# JUST TESTING THE WATERS



## kc5tpy (Feb 6, 2014)

We will not finalise anything here.  Just looking into who is interested and suggestions.  I was thinking of organising a get together.  Summer time.  My thought was the Midlands as it is "central" to all the members.  Was thinking of booking spaces in a campsite.  I know of a really nice site here.  Maybe find a way that we all book sites together and pay a deposit to hold them?  Really nice folks, I'm sure they will work with me.  This site also has EXTREMELY basic pods/huts to rent; but for those with no camping equipment, I'm sure the rest of us can provide things you need.  Looking for other suggestions and if anyone is interested.  3 days-2 nites, 2 days-1 nite, 4 days-3 nites?  We could also find a venue for the gathering and everyone sort out accommodations.  Below is a link to the site I have in mind.  All suggestions appreciated.  Just want to see who is interested.  Keep Smokin!

Danny

http://www.woodhallcountrypark.co.uk/


----------



## wade (Feb 7, 2014)

That sounds like it could be fun.

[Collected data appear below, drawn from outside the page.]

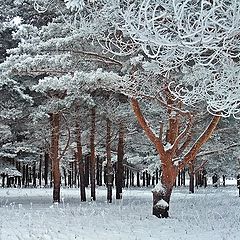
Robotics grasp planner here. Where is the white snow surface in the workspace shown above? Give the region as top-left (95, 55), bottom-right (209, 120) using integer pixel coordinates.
top-left (156, 199), bottom-right (169, 208)
top-left (152, 182), bottom-right (166, 193)
top-left (0, 186), bottom-right (240, 240)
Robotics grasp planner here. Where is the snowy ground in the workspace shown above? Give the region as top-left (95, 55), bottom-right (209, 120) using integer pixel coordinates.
top-left (0, 186), bottom-right (240, 240)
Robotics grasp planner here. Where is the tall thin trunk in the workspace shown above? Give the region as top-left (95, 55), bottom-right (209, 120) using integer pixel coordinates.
top-left (44, 152), bottom-right (49, 187)
top-left (32, 162), bottom-right (37, 187)
top-left (38, 155), bottom-right (42, 187)
top-left (50, 113), bottom-right (61, 202)
top-left (76, 122), bottom-right (86, 202)
top-left (106, 118), bottom-right (113, 203)
top-left (189, 163), bottom-right (194, 193)
top-left (116, 123), bottom-right (124, 199)
top-left (90, 108), bottom-right (96, 201)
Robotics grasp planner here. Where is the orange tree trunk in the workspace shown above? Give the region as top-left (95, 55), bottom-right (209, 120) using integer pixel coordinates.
top-left (131, 98), bottom-right (221, 217)
top-left (50, 113), bottom-right (61, 202)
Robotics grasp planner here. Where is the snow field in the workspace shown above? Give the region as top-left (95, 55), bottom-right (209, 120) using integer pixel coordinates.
top-left (0, 186), bottom-right (240, 240)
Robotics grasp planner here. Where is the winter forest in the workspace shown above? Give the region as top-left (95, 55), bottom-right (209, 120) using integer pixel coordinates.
top-left (0, 0), bottom-right (240, 240)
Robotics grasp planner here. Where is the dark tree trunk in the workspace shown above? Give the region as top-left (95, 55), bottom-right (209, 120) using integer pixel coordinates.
top-left (181, 169), bottom-right (186, 186)
top-left (106, 118), bottom-right (113, 203)
top-left (63, 168), bottom-right (67, 187)
top-left (116, 123), bottom-right (124, 199)
top-left (85, 155), bottom-right (90, 187)
top-left (38, 157), bottom-right (42, 187)
top-left (152, 176), bottom-right (155, 186)
top-left (74, 160), bottom-right (78, 187)
top-left (142, 171), bottom-right (146, 187)
top-left (76, 121), bottom-right (86, 202)
top-left (189, 173), bottom-right (194, 193)
top-left (137, 172), bottom-right (140, 187)
top-left (223, 175), bottom-right (226, 187)
top-left (25, 164), bottom-right (29, 187)
top-left (178, 171), bottom-right (181, 186)
top-left (98, 158), bottom-right (102, 186)
top-left (90, 108), bottom-right (96, 201)
top-left (22, 164), bottom-right (26, 187)
top-left (155, 169), bottom-right (159, 184)
top-left (125, 167), bottom-right (129, 188)
top-left (50, 113), bottom-right (61, 202)
top-left (131, 172), bottom-right (135, 187)
top-left (33, 162), bottom-right (37, 187)
top-left (44, 152), bottom-right (49, 187)
top-left (152, 162), bottom-right (177, 218)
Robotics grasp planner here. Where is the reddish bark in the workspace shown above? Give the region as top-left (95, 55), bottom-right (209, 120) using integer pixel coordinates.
top-left (131, 98), bottom-right (221, 217)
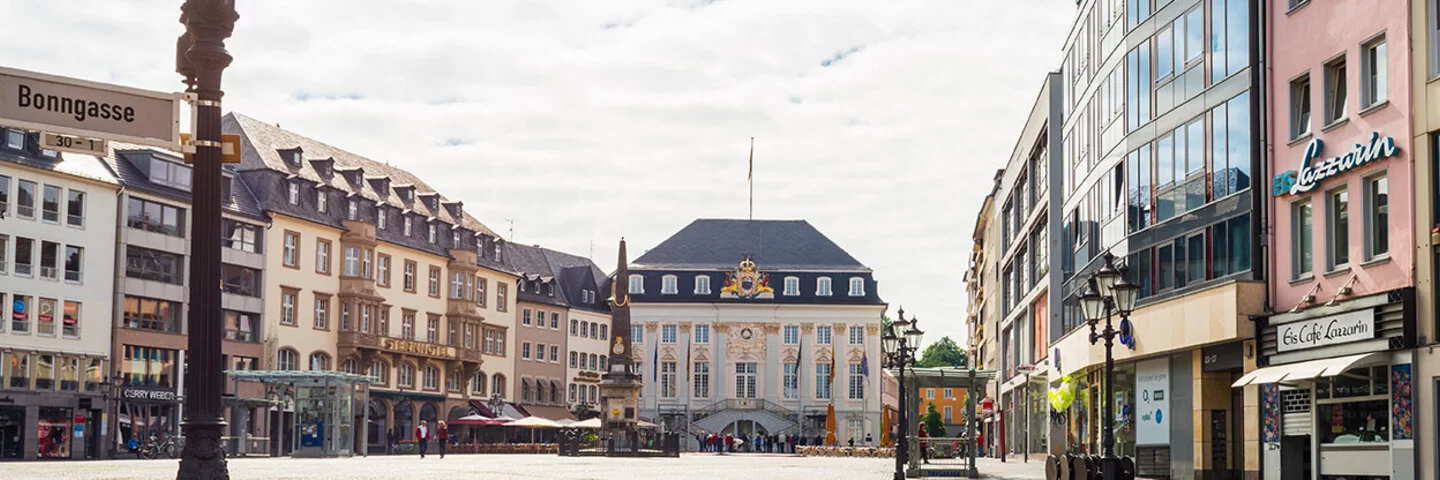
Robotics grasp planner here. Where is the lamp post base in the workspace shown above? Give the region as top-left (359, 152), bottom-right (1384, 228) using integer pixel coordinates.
top-left (176, 421), bottom-right (230, 480)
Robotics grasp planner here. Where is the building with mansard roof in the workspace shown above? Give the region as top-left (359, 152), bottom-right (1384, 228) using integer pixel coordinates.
top-left (626, 219), bottom-right (887, 444)
top-left (223, 112), bottom-right (520, 454)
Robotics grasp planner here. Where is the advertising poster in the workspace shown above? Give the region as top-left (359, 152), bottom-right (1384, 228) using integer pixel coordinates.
top-left (1135, 359), bottom-right (1171, 445)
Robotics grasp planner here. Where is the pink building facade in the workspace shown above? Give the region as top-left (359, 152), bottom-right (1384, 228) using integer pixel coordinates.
top-left (1236, 0), bottom-right (1418, 480)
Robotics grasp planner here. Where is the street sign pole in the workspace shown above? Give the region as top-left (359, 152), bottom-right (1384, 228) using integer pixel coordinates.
top-left (176, 0), bottom-right (239, 480)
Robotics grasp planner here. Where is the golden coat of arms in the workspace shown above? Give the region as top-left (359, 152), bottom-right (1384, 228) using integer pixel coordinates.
top-left (720, 257), bottom-right (775, 300)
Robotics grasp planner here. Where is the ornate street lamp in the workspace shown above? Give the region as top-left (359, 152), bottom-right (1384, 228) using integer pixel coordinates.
top-left (1080, 252), bottom-right (1140, 480)
top-left (880, 308), bottom-right (924, 480)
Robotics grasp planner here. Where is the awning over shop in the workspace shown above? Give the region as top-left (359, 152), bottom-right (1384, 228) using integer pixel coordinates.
top-left (1230, 352), bottom-right (1390, 388)
top-left (526, 405), bottom-right (575, 422)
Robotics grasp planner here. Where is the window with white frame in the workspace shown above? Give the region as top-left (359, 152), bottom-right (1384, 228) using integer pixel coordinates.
top-left (734, 362), bottom-right (756, 398)
top-left (780, 363), bottom-right (801, 399)
top-left (694, 362), bottom-right (710, 398)
top-left (1325, 56), bottom-right (1349, 125)
top-left (1290, 74), bottom-right (1310, 140)
top-left (660, 362), bottom-right (675, 398)
top-left (395, 363), bottom-right (415, 388)
top-left (1325, 189), bottom-right (1349, 271)
top-left (815, 324), bottom-right (832, 345)
top-left (850, 363), bottom-right (865, 399)
top-left (815, 362), bottom-right (829, 399)
top-left (1359, 35), bottom-right (1390, 110)
top-left (1365, 173), bottom-right (1390, 261)
top-left (850, 277), bottom-right (865, 297)
top-left (1290, 199), bottom-right (1315, 280)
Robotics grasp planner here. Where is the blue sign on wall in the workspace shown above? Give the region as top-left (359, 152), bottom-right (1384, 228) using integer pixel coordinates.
top-left (1270, 131), bottom-right (1400, 196)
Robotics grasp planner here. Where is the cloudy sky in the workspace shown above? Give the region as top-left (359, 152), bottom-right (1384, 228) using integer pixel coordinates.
top-left (0, 0), bottom-right (1074, 342)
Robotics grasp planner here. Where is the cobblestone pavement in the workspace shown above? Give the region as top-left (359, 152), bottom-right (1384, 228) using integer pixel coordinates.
top-left (0, 454), bottom-right (1045, 480)
top-left (0, 454), bottom-right (894, 480)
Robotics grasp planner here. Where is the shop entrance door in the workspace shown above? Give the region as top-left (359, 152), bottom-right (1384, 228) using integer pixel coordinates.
top-left (1280, 435), bottom-right (1313, 480)
top-left (0, 406), bottom-right (26, 460)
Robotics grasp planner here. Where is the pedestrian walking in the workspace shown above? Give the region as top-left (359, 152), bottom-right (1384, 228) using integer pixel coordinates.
top-left (435, 419), bottom-right (449, 458)
top-left (415, 419), bottom-right (431, 458)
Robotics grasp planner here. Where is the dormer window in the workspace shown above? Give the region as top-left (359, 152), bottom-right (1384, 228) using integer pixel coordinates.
top-left (279, 147), bottom-right (302, 167)
top-left (150, 156), bottom-right (190, 192)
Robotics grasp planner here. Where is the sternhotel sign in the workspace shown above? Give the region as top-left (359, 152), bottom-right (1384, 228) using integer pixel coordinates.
top-left (380, 339), bottom-right (455, 359)
top-left (1276, 310), bottom-right (1375, 352)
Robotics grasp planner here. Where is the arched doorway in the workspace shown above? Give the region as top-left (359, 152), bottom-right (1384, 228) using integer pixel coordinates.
top-left (366, 398), bottom-right (399, 454)
top-left (395, 401), bottom-right (415, 443)
top-left (720, 419), bottom-right (770, 437)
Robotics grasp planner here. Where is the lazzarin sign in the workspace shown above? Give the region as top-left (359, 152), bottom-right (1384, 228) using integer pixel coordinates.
top-left (1276, 310), bottom-right (1375, 352)
top-left (1270, 131), bottom-right (1400, 196)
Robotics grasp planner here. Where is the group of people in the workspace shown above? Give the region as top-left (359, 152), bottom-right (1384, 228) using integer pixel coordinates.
top-left (389, 419), bottom-right (451, 458)
top-left (696, 432), bottom-right (871, 454)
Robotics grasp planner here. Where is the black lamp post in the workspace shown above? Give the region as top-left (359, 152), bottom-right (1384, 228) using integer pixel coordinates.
top-left (1080, 252), bottom-right (1140, 480)
top-left (880, 308), bottom-right (924, 480)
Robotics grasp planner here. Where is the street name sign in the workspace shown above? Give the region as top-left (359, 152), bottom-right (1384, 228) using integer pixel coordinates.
top-left (0, 66), bottom-right (186, 150)
top-left (40, 131), bottom-right (109, 157)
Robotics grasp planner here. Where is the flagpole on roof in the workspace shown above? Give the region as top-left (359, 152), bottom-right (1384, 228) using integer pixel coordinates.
top-left (747, 137), bottom-right (755, 221)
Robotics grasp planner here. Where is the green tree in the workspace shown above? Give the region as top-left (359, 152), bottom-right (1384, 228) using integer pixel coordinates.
top-left (924, 402), bottom-right (949, 437)
top-left (916, 337), bottom-right (969, 368)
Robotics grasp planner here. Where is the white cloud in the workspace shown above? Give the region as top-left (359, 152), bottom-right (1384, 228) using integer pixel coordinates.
top-left (0, 0), bottom-right (1074, 345)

I am interested.


----------



## andybigwood (Feb 7, 2014)

Great idea Danny - I'm interested.


----------



## smokin monkey (Feb 7, 2014)

Hi Danny, sounds good to me!  Would need to know as soon as possible as Summer is getting booked up very quickly!

Steve


----------



## kc5tpy (Feb 7, 2014)

Hello Steve.  I understand.  Problem is that so far we have the 4 of us.  Not a bad thing but want to give others a chance to have their say.  Of course we all know that no matter what weekend/days we pick the liquid British sunshine will likely pay us a visit.  I have a gazebo that I put up along side the caravan and I'm sure others have similar.  I was thinking that those who have no caravan/tent/trailer/tent could be adopted by those of us who do.  ADOPT A FAMILY!  We shall see the response and I will start making phone calls soon.  If you looked at the site you have seen it is a really nice place.  EXTREMELY CLEAN!  The toilet/shower blocks are very well heated.  I am sure we can book a block of spaces so we are all together.

Danny


----------



## jockaneezer (Feb 8, 2014)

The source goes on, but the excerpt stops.